Sparta is a neighborhood of the village of Ossining in Westchester County, New York, United States. Sparta borders the Hudson River, south of most of the village of Ossining. The neighborhood was a hamlet of the town of Ossining, and remains its oldest community. Sparta was founded by Dutch settlers in the 17th century. It has zip codes 10510 and 10562. The elevation is 56 feet.

The neighborhood includes the Sparta Historic District, the Jug Tavern, and the Sparta Cemetery. The New Croton Aqueduct, Old Croton Aqueduct, Old Croton Trailway State Park, and Trailways State Park Aqueduct transverse the neighborhood.

1 Rockledge Avenue, built c. 1784 by Josiah Rhodes and one of the oldest remaining houses in Sparta

About a mile south of the village green is the Sparta Mine, a silver and lead mine that was worked prior to the Revolutionary War.

1 Rockledge Avenue is one of the oldest existing houses in Sparta, and was built circa 1784 by Philip Van Cortlandt, its first resident was Josiah Rhodes, a man who operated a mustard mill on Sparta Brook with William Kemeys. The property was alleged to be one of George Washington's headquarters during the Revolutionary War. Frank A. Vanderlip expanded and renovated the house in 1921 and added two new wings. He also bought about 70 nearby homes and business buildings.

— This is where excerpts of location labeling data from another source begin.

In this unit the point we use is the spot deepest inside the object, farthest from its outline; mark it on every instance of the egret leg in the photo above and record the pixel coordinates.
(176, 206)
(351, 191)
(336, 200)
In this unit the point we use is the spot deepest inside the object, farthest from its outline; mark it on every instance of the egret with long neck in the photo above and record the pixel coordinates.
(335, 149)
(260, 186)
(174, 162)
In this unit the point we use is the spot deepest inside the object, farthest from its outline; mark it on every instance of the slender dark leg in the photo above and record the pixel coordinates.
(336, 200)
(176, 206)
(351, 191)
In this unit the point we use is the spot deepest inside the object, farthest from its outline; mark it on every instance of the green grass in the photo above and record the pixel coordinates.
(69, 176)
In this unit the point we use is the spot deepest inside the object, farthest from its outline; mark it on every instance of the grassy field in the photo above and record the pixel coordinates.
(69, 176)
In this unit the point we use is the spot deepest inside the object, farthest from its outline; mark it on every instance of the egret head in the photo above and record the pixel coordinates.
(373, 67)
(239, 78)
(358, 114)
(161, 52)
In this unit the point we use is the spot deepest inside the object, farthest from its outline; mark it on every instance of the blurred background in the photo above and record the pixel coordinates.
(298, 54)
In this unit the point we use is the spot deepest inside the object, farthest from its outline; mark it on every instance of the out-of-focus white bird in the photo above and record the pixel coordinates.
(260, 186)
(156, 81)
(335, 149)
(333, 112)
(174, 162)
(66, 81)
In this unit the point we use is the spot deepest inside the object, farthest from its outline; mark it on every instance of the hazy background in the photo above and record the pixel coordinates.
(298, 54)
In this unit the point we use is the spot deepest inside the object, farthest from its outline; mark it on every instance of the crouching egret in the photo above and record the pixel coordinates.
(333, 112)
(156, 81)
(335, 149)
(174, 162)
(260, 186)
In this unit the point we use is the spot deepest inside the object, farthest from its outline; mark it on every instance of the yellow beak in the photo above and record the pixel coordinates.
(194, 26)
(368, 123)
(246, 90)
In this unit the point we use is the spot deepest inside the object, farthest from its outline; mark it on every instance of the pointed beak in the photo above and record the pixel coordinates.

He tore down dilapidated structures, turned some to face the river, and moved at least one house to a new location.

14 Rockledge Avenue, known today as Captain's Cottage, was the home of Captain Lewis Brady and his family for over 50 years, beginning in 1805. Brady was born into slavery at George Washington's Mount Vernon plantation, escaped to freedom, and eventually became a respected local businessman and fisherman in Ossining. Captain Brady lived to the age of 108, making him the oldest person buried in the historic Sparta Cemetery. The house is part of the African American Heritage Trail of Westchester County.